London responded with economic pressure, organizing a global boycott of Iranian oil that severely damaged Iran’s economy. But sanctions alone did not resolve the standoff. As the crisis deepened, British officials began looking for ways to remove Mossadegh from power.

By that point, however, Britain’s ability to act independently had diminished. The empire was no longer what it had been, and direct intervention was no longer politically or militarily viable. So London turned to Washington.

Early U.S. responses were cautious. The Truman administration initially resisted calls for direct involvement, viewing the dispute primarily as a conflict over oil. But British officials reframed the situation in Cold War terms, warning that instability in Iran could open the door to Soviet influence.

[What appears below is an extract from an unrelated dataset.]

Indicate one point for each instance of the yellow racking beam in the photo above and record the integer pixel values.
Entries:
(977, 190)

That argument gained traction.

Operation Ajax and the Shift to U.S. Leadership

In 1953, the United States and the United Kingdom carried out a joint covert operation—known as Operation Ajax—to overthrow Mossadegh. The effort relied on a combination of propaganda, political pressure, and orchestrated unrest. By August of that year, Mossadegh had been removed, and Shah Mohammad Reza Pahlavi was restored to power with Western backing.

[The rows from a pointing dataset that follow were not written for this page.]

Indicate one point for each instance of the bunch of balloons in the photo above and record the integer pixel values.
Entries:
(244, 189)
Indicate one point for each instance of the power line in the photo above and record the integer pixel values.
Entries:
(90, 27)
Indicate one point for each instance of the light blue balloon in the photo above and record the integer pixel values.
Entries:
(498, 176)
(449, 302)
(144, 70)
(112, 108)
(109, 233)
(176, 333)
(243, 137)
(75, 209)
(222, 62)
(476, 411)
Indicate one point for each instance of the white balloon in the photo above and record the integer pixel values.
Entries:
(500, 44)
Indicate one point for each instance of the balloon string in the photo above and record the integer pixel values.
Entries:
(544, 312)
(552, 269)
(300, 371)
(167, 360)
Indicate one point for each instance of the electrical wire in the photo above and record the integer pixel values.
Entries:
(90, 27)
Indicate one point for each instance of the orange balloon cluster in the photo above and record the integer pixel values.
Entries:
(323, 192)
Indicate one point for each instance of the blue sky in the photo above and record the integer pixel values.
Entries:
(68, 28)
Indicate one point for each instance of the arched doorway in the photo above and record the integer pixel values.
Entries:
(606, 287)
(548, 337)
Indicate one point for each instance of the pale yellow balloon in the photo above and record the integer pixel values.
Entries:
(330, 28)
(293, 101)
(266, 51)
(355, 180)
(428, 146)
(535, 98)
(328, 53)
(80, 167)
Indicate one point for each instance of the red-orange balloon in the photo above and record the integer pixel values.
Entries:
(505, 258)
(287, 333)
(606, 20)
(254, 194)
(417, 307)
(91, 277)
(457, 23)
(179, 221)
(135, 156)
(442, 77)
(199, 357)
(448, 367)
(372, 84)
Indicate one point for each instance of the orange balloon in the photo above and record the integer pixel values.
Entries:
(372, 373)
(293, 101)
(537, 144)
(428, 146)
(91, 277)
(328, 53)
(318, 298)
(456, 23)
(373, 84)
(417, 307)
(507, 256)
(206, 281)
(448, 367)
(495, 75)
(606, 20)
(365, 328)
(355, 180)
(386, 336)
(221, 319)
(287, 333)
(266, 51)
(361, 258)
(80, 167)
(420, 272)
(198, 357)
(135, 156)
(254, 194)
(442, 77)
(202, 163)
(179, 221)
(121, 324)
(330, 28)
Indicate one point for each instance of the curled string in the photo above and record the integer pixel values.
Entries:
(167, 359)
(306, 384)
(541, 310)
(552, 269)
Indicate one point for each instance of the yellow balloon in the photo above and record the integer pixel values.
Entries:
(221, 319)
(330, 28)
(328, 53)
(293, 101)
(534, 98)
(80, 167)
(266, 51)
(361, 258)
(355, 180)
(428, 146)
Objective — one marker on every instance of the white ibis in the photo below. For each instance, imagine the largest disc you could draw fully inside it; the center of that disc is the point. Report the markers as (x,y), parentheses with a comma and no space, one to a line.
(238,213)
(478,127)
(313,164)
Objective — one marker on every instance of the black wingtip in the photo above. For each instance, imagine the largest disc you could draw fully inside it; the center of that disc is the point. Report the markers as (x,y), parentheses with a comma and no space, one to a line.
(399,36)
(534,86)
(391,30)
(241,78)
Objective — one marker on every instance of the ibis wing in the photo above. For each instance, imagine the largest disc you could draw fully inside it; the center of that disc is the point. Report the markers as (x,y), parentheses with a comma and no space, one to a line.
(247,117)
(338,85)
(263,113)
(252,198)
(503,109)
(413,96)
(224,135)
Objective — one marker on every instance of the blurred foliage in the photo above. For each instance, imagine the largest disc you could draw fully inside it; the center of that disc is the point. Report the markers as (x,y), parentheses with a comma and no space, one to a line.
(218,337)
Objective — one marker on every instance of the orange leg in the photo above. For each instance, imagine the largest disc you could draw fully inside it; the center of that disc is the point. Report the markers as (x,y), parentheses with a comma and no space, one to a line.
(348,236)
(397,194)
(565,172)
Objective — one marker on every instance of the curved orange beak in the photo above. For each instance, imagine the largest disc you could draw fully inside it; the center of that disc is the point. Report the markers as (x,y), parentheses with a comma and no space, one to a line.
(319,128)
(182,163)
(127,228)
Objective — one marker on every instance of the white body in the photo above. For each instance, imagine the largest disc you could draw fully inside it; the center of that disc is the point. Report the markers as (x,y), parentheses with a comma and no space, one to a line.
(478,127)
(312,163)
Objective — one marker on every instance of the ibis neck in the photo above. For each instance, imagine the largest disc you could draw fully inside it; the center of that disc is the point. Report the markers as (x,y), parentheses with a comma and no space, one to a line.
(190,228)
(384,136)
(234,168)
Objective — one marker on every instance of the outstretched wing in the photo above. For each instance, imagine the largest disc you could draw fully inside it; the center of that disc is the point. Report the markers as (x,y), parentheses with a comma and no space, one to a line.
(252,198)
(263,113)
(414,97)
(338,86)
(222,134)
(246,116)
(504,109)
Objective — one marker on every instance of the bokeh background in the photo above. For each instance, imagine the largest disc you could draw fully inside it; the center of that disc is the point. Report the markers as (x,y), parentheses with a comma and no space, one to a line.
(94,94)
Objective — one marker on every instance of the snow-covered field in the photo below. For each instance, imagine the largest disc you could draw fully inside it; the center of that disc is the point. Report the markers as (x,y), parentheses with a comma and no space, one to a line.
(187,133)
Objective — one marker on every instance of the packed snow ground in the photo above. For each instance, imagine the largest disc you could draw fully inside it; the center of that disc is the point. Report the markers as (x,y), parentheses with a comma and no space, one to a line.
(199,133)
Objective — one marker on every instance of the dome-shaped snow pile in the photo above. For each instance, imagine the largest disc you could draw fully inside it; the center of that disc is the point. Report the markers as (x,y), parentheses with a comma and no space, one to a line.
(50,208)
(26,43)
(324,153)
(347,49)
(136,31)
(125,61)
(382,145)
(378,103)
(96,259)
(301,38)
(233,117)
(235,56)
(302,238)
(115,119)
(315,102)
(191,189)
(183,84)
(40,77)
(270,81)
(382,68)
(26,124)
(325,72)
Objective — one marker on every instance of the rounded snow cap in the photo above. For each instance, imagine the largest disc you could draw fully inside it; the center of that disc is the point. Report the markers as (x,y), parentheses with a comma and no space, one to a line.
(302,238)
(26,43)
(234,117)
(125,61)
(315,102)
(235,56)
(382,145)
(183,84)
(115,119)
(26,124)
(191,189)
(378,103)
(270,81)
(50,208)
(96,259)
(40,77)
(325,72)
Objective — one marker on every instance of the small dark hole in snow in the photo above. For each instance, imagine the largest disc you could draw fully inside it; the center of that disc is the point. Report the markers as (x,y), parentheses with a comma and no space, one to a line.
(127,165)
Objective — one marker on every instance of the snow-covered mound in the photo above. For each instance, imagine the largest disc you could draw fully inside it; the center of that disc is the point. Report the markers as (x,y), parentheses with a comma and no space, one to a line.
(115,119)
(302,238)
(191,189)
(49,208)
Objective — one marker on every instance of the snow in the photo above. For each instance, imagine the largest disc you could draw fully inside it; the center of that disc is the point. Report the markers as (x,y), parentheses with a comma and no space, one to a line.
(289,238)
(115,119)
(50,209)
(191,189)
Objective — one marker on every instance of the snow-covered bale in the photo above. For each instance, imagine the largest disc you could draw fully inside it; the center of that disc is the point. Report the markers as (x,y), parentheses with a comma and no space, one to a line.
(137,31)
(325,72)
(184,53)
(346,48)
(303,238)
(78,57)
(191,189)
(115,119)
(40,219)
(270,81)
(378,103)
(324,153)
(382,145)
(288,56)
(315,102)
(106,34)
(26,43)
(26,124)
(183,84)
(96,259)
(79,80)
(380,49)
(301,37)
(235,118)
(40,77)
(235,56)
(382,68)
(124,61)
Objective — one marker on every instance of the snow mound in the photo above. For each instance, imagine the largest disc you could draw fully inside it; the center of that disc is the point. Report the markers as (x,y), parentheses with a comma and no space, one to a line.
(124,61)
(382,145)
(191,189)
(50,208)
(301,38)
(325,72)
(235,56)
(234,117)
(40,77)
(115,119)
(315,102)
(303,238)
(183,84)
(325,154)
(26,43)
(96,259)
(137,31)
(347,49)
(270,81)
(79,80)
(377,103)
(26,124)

The outcome secured Western access to Iranian oil, but under a new structure. Rather than restoring a purely British monopoly, the post-coup arrangement created an international consortium that included American companies alongside British interests. The profits—and the political ownership of the outcome—were now shared.

What followed was a shift in visibility as much as power.

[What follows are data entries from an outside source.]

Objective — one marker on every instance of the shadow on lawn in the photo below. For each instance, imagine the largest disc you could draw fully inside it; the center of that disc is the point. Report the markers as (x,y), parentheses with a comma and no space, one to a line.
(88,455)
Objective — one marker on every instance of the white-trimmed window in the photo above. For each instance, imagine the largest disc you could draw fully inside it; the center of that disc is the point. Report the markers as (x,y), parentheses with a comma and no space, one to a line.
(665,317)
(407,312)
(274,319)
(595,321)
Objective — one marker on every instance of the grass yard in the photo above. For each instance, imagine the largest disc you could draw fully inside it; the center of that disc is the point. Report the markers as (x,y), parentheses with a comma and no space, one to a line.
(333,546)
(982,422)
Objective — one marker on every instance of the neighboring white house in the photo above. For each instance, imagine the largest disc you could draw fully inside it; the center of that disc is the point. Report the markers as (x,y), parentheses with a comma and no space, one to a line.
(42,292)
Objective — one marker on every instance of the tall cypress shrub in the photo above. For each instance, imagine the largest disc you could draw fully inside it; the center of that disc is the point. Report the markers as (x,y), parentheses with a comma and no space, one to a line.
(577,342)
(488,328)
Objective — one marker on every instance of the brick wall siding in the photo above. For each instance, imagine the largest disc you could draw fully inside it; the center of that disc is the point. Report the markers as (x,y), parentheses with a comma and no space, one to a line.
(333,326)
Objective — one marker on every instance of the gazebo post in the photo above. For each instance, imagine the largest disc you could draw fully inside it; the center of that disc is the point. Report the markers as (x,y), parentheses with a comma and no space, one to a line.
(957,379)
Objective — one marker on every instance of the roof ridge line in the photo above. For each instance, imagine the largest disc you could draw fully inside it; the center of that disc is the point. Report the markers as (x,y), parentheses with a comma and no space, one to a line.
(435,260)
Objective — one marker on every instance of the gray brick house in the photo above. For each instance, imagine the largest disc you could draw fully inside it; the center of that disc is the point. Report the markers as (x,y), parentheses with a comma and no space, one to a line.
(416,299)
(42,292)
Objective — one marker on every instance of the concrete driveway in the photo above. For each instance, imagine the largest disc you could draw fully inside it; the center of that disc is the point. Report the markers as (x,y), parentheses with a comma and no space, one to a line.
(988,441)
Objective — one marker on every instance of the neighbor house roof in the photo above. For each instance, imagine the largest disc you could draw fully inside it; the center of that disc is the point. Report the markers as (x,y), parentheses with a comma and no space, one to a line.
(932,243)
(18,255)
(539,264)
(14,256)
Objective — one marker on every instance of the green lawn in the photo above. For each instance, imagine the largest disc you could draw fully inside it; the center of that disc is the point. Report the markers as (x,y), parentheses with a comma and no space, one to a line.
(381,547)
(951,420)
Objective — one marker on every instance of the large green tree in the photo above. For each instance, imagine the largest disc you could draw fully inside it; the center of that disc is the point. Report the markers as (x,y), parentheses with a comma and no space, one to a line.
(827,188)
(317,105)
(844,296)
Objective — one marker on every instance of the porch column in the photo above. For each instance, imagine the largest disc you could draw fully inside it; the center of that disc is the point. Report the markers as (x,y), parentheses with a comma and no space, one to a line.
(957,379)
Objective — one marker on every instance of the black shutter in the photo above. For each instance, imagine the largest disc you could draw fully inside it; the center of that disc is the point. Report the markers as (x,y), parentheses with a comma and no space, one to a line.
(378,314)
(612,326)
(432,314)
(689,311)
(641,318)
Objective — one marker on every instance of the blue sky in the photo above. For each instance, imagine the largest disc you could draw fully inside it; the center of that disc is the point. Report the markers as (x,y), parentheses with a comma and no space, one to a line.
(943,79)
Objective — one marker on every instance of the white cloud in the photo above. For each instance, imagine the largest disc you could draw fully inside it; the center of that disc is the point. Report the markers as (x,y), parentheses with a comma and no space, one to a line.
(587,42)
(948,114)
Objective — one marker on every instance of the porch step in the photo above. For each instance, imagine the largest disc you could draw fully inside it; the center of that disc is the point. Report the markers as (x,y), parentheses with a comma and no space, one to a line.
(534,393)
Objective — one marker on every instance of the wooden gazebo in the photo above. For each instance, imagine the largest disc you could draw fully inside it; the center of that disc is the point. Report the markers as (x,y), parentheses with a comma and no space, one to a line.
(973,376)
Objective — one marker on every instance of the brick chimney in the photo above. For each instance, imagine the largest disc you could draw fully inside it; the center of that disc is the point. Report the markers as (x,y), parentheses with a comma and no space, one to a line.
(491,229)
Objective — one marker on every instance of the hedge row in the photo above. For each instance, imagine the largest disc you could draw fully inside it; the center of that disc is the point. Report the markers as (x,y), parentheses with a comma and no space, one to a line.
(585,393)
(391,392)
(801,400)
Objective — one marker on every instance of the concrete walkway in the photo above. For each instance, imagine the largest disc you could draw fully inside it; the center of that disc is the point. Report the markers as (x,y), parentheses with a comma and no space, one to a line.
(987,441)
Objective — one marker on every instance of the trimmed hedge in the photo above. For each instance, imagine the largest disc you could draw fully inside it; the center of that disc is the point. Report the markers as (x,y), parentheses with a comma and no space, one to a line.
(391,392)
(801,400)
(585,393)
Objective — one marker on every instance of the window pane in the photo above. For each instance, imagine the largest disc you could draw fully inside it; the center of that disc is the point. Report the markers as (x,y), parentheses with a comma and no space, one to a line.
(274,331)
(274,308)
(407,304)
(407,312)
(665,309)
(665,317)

Britain Fades, the U.S. Becomes the Target

In the years after the coup, the United States became the Shah’s primary external backer, providing military aid, economic support, and political cover. Britain remained involved, but increasingly in the background. For many Iranians, the face of foreign influence was no longer London—it was Washington.

That distinction proved decisive.

As dissatisfaction with the Shah’s rule grew—fueled by repression, inequality, and the perception of foreign control—the United States became the central target of public anger. When the Iranian Revolution erupted in 1979, it was the U.S. embassy in Tehran that became the focal point of the crisis, culminating in the hostage standoff that cemented decades of hostility.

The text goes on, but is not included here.